Üzerinde birtakım değişiklikler yapmışlar, olmayan şeyleri koymuşlar ve gece yarısı bunu yayınlatmışlar. Bunların hepsine birden baktığımızda ben hobi olarak gazetecilik yapan biri olarak diyorum ki burada çok tuhaflık var. Burada buram buram kumpas var. Buram buram tezgah var.”

SÜLEYMAN SOYLU’NUN “ASARIM, KESERİM” JARGONU…
“Sayın Süleyman Soylu’nun twitlerine ve açıklamalarına bakarsanız genelde asarım, keserim, bir devlet adamına yakışmayacak tarzda bir jargon, ama amirallerin duyurusuna gece yarısı darbe bildirisi denilmesinin hemen ardından İçişleri Bakanı bir açıklama yaptı zannedersin açıklamayı Orhan Pamuk yazmış, böyle bir edebiyat var içinde.
Acaba diyorum; bu tiwit önceden mi hazırlanmıştı? Ya da o gece İçişleri Bakanımız bir şiir yazıyordu o sırada bildiri gelince o edebiyat fışkırmasıyla o tiwiti atmış.
O gün sabah Yeni Şafak’ın manşetinde AKP’nin uleması tabir edilen Hayrettin Kahraman’ın Şeyhülislamvari bir fetva verdiğini ve herhangi bir haber değeri olmamasına rağmen Yeni Şafak Gazetesi’nin ampül gibi manşet yaptığını gördük.
Ben bir bakanın bu Ergenekon’daki tanık arkadaşın açıklamalarından yola çıkarak söylüyorum; Bu duyuru açıklanmadan önce bir AKP’li bakana gittiğine göre bu duyuruyla ilgili, herhangi bir ima vs. olmamasına rağmen tıpkı Balyoz davasında olduğu gibi metin üzerinde oynamalar yapılarak toplumda bir kamuoyu yönlendirmesi yapılarak, algı oyunu yapılarak, darbe iması verilerek sunulan meselede önceden bir bakanın haberinin olması ve o gün Yeni Şafak’ın manşetinde de Cumhurbaşkanı’na hitaben yazıldığı çok açık bir fetvada Cumhurbaşkanı’nın atayacağı kişilere ‘şunlara dikkat et, bunlar senin aleyhinde davranabilir’ diye fetva verilmesi acaba diyorum şu an tam Türkiye’de kabine değişikliği falan konuşulduğuna göre Cumhurbaşkanı’nın atayacağı bakanlar kurulu listesini manipüle etmek için mi yapıldı bu iş.”

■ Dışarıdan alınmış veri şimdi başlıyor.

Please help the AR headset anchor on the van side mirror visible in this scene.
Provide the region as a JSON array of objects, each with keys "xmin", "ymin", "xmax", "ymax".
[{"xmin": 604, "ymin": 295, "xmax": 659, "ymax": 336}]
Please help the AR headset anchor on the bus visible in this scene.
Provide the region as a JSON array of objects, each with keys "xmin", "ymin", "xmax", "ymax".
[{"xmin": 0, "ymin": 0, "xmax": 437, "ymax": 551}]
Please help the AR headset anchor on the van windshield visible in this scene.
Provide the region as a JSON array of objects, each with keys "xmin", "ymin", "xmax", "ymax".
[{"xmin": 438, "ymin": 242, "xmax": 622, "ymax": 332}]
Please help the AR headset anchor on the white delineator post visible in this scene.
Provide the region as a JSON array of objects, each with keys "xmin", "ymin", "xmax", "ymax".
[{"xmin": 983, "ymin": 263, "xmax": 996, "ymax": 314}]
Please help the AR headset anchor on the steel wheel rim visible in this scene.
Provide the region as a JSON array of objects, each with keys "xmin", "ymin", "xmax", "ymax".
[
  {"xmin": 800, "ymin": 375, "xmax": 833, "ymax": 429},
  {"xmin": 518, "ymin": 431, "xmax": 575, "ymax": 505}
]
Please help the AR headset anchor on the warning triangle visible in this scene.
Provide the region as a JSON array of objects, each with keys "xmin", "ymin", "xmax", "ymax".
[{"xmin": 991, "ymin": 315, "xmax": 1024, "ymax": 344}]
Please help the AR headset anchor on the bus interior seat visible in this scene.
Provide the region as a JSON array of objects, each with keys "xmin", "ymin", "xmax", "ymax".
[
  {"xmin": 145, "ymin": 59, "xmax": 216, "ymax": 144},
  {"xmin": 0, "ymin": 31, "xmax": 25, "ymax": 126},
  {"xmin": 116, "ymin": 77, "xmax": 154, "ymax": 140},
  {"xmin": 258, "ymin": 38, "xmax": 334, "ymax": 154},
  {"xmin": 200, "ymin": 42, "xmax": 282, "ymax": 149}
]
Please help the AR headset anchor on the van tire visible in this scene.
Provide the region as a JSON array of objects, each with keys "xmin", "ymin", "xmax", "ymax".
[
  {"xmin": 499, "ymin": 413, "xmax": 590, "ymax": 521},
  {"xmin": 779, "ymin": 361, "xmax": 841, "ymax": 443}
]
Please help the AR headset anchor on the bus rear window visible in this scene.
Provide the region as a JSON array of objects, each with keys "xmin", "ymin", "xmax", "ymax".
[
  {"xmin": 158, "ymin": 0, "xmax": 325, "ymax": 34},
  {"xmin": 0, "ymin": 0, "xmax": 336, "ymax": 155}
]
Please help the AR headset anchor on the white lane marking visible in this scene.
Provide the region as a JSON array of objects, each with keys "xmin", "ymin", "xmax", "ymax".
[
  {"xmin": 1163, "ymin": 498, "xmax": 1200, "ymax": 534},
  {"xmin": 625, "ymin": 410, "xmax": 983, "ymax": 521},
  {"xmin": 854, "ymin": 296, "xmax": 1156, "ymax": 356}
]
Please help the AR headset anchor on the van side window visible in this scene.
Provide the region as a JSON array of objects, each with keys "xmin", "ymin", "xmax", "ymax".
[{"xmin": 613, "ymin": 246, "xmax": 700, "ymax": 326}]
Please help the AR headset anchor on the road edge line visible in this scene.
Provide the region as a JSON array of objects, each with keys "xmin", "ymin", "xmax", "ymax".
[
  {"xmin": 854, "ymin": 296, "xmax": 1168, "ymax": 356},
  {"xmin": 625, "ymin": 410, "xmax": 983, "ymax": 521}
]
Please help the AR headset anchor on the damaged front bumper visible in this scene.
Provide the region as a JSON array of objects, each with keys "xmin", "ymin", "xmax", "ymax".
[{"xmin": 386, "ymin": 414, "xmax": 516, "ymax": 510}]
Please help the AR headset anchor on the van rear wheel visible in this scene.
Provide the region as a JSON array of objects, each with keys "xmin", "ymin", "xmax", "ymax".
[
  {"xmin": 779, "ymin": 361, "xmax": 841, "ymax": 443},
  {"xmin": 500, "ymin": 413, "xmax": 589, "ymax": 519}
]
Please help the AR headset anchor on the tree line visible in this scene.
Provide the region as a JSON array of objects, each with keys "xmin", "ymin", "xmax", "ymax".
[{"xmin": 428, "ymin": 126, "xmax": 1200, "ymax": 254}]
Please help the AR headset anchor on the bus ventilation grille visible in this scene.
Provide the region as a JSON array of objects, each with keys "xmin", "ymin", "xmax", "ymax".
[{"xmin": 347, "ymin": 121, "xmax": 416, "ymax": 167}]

“BENİM GÖRDÜĞÜM KARADENİZ’DE BİR SAVAŞ ÇIKACAK”
Karadeniz’de savaş öngördüğünü söyleyen Özdil, şu ifadeleri kullandı: “Biz 1936’da Mustafa Kemal’in ve Cumhuriyetin kurucu kadrosunun olağanüstü dehasıyla Lozan’da alamadığımız hakkımızı Montrö’de tamamlayarak, boğazların egemenlik hakkını aldık.
1936’dan beri gayet sağlıklı çalışan bu sistem, bize burada denetleme hakkı verirken aslında Karadeniz’de savaşsızlık hali yaratıyor. Ben gazeteciyim, benim gördüğüm Karadeniz’de bir savaş çıkacak.
Bunu bir tarihçi ya da strateji uzmanı olarak söylemiyorum, yurttaş olarak öngörümü söylüyorum. Türkiye bunun içinde kalabilir. Ve benim gördüğüm AKP yönetimi kesin kalır.
O yüzden Montrö hayatidir ve Montrö konusundaki uzman kişiler de gözaltına aldıkları adamlardır, onlar gibi adamlardır. Zaten gözaltına alınma sebepleri de aslında budur. Konuşup toplumu bilgilendirmesidir.”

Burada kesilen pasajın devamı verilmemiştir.